When your technology needs exceed your capabilities, yet demand more than you're willing to spend on infrastructure, it may be time to work with third-party service providers called content delivery networks (CDNs). CDNs will help improve video quality, as gauged by the amount of time it takes for your video streams to start up. In addition, CDNs will distribute your multimedia content for you, or supplement your infrastructure, to help you more effectively reach various regions in your overall viewer area -- because there can be as much variability in service between the U.S. East Coast and West Coast as there is between the U.S. and Asia.

CDNs have the technology infrastructure you need -- but there are many of them out there, each promising to deliver your content better and faster. To justify and manage a relationship with CDNs, you need to evaluate their performance to be sure they can solve your specific problem and to validate your investment. Here are several suggestions for how to do that:


1. Make meaningful comparisons. Just as you would when you make infrastructure upgrades, you need to take measurements that allow you to compare performance levels, including:


  • Against your baseline: Test the CDN before making a commitment. How do their performance figures compare to your previous baseline for streaming delivery?

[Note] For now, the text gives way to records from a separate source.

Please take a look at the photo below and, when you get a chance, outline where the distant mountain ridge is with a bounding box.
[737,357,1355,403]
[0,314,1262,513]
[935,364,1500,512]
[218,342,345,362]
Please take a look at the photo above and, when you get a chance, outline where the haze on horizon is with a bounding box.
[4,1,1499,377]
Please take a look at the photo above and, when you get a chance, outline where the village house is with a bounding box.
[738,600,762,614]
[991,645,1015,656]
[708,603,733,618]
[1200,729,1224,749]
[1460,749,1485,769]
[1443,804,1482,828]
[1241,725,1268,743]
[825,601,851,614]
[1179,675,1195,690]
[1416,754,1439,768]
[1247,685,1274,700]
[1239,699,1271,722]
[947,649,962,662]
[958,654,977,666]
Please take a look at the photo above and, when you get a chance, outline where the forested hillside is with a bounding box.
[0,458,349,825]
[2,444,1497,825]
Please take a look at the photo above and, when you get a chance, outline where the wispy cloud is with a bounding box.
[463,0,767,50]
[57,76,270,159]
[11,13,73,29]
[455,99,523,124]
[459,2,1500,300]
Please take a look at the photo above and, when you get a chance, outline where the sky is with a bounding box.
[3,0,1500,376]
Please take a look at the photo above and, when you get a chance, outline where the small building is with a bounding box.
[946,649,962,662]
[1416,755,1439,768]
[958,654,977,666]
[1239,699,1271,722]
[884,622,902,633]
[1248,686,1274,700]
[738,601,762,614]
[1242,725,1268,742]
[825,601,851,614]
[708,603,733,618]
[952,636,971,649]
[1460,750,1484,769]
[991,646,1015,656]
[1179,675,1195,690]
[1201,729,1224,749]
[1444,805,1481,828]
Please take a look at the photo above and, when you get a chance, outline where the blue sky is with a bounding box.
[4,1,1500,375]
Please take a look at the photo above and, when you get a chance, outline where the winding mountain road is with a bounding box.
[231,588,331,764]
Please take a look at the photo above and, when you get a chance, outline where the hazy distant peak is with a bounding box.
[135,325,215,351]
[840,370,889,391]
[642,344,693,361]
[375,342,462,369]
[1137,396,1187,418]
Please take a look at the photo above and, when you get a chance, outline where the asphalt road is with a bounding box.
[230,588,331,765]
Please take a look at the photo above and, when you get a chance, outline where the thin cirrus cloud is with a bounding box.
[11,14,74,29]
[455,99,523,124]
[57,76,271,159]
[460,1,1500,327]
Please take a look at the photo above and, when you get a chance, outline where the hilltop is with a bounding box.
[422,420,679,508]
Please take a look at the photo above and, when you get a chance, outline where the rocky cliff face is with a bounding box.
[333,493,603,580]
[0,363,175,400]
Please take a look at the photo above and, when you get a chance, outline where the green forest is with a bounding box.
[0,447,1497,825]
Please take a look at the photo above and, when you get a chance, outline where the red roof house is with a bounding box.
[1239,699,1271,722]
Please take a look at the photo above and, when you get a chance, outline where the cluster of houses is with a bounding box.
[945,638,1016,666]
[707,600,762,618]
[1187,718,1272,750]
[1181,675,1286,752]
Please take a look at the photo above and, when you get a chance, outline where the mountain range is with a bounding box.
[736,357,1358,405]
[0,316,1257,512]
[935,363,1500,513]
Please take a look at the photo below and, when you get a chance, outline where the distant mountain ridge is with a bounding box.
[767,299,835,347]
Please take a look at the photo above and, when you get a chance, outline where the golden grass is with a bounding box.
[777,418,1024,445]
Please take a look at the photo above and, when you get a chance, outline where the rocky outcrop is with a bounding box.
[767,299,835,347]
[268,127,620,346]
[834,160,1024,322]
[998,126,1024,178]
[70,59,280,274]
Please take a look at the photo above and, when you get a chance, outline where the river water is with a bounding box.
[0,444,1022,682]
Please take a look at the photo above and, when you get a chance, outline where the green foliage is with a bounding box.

  • Against competing providers: Shop around. Compare CDNs against each other to seek optimal performance. Chances are some CDNs may be stronger in particular regions than others; you may want to hold multiple vendor contracts that apply each CDN to its region of greatest strength.


  • Against in-house performance: Even after you contract with a vendor, test the CDN against your servers. What's the performance gain? What is the differential, the degree of improvement provided by the CDN? Over time, does the CDN continue to provide a significant improvement in performance? Or is the differential shrinking as the months pass?

    2. Watch the delivery sources. You need to know precisely where your multimedia content is coming from. In general, there are two areas of concern:


  • CDN sources: You may have contracted a given CDN by virtue of its proximity to an important market, such as Southeast Asia. But is the CDN really distributing your videos from Singapore -- or are they sending them via California? You can establish monitoring that tracks the true sources for you.


  • Third-party content: Even though advertising and consumer-generated content doesn't come from you, its performance reflects on your site, business and brand. Apply your testing methodology to third-party streamed content to be sure it's consistent with your site -- and with your visitors' expectations.

    3. Create workable service level agreements (SLAs). SLAs articulate your expectations and your vendor's promise of performance. Yet too many SLAs aren't worth the paper they're written on, generating dissatisfaction, frustration and, in the worst cases, litigation.

    To avoid this, craft a mutually agreeable SLA that is:


  • Quantifiable: Every expectation and promise must be assigned a hard number. That way, you replace subjective "understandings" with objective goals both parties can see and measure.


  • Measurable: If it can't be measured, it can't be monitored. Your agreement must be predicated on actions that can be measured against baselines and expectations.


  • Achievable: Unrealistic goals suit no one's purposes. Set objectives that all parties can reasonably expect to accomplish.


  • Flexible: Online and multimedia technologies are evolving at a breakneck speed. Be sure your SLA can accommodate new tools and new opportunities.

    You and your CDN should also share common ground on the execution of the SLA. Be sure to specify:


  • Data set: What will be measured and using which numbers? The figures by which your CDN agrees to be measured must be consistent with the metrics you use to monitor in-house performance; this is the only way to identify meaningful differentials that reveal value.


  • Testing methodology: Define what will be measured, how it will be measured, and from what point or points on the distribution path it will be measured.


  • Frequency: How often will the tests be conducted and reviewed?


    Finally, consider using an independent third party to test and monitor your SLAs. As an outside resource, an independent tester can provide unbiased data both parties can trust. Ultimately, your content is only as strong as your users' ability to access it without error or frustration.